Banks are right to be excited about GenAI. It is poised to accelerate customer service, hyper-personalize customer relationships, streamline regulatory filings, and deliver efficiencies across all financial value chains. At the same time, the easy accessibility and affordability of GenAI tools also present a downside for financial institutions: GenAI is already being exploited by fraudsters and criminals.
Fraudsters can create various complex frauds by adopting GenAI, and this continues to evolve rapidly. Noteworthy examples include synthetic media fraud, deepfake and voice cloning, and document forgery fraud, often executed via tools like FraudGPT or WormGPT. Chief Compliance Officers (CCOs) and fraud executives face dual pressures: utilizing GenAI technology to enhance operational efficiency and productivity while also countering the sophisticated fraud schemes enabled by the same technology. Traditional AI methods may not suffice against the advanced GenAI tools used by criminals, making it imperative for executives to leverage GenAI in their fight against fraud.

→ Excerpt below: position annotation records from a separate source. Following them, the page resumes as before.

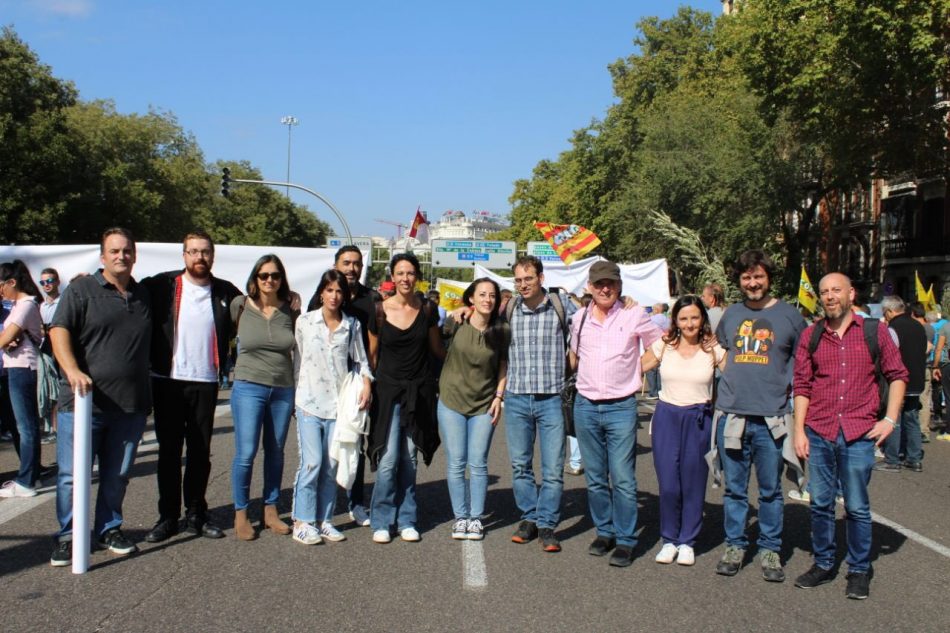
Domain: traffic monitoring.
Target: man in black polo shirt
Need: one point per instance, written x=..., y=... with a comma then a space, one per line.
x=349, y=262
x=100, y=337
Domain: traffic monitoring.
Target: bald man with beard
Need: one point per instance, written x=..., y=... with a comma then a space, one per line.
x=837, y=428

How GenAI is Enhancing Fraud Techniques
Criminals have devised disciplined approaches and well-laid-out methodologies to take over customer accounts using sophisticated GenAI algorithms and tools. They may track individuals' behaviors, hack social media accounts, and reach out with genuine-looking communications that highlight system issues or promote new products. LLMs are used to create highly believable emails, while deepfake technology clones voices and creates fraudulent advertisements, misleading customers into financial traps. Earlier this year, authorities in Hong Kong publicized a particularly brazen and advanced fraud scheme: a deepfaked version of a multinational company’s chief financial officer ordered employees to transfer funds during a video conference call, resulting in a loss of more than $25M.
Combatting GenAI Fraud with Multi-Layer Strategies
As GenAI matures, financial institutions must counteract fraudsters with better counter-GenAI measures. Implementing a multi-layer defense strategy that addresses the volume and sophistication of fraud attacks is crucial. Many institutions are already responding by reinvesting in fraud innovation labs and collaborating with technology consultants to create effective prototypes. The first defense layer should protect against account takeover attempts or fraud initiations, while the second defense layer should stop fraudulent transactions initiated by a customer if the first layer fails. These layers should work in tandem to maximize effectiveness. Criminals devising sophisticated schemes using GenAI tools like FraudGPT, WormGPT, and DarkBERT can be deterred faster by creating fraud prevention models using LLMs and applying them to protect each security layer.
For example, one large institution is deploying a multi-layered approach to verify customer identities by cross-checking customer personally identifiable information (PII) and photo images with external sources in real time, tracking device IDs to conduct liveness detection tests, and identifying IP addresses. Continuous monitoring of customer behavior and account activity, along with tracking behavioral aspects during banking transactions, helps detect changes indicative of fraud. Timely notifications via SMS and email inform customers about recent transactions, adding an extra layer of security.
Additionally, FIs are keen to augment their transaction monitoring platforms with robust advanced analytics that will enabling firms to monitor frauds and scams on a real-time basis. This monitoring platform further solidifies the defensive posture, and helps ensure that cannot be siphoned off by the scammers.
Creating Models with Synthetic Data
Starting with fraud models that mitigate known schemes — such as account takeover, identity theft, synthetic fraud, charity fraud, investment fraud, business email compromise, romance investment, and grandparent scams — is essential. This is achievable by using GenAI to create synthetic data that mimics advanced emerging fraud schemes, improving model accuracy through extensive training data. Feeding a fraud prevention model with a vast array of GenAI-created fraud scenarios hones the model’s ability to recognize and flag fraudulent activities. By moving quickly to train systems on synthetic data, financial institutions can stay one step ahead of fraudsters, effectively safeguarding their customers and assets.
Guidance and Mandates from Regulators
Regulatory bodies like the FFIEC, the Federal Reserve, the FTC, and the CFTC are encouraging banks to embrace RegTech firms and collaborate with consulting firms to identify use cases and find solutions. While agencies stress data privacy, they also encourage proactive problem-solving. For example, New York state Attorney General Letitia James’s recent order against a large bank emphasizes the need for banks to protect customer funds through process reimagination, technology modernization, or upskilling personnel. As new regulations like the UK's mandatory reimbursements push banks to reimburse fraud victims, financial institutions must invest in and use advanced tools, including GenAI, for fraud detection to keep customer funds safe.
Maintaining a Security Advantage
To stay ahead of these evolving threats, banks need to continuously innovate and implement real-time, AI-powered solutions. In areas like real-time payments, AI is the only way that banks will be able to reliably combat fraud at speed and scale. As fraud schemes (GenAI-driven and otherwise) continue to accelerate, strong yet seamless security measures will become a real differentiator for banks. The banks with best-in-class anti-fraud solutions won’t just be praised by regulators — they will be intentionally sought out by savvy customers who understand the risks of transacting in today’s fast-paced, data-rich economy.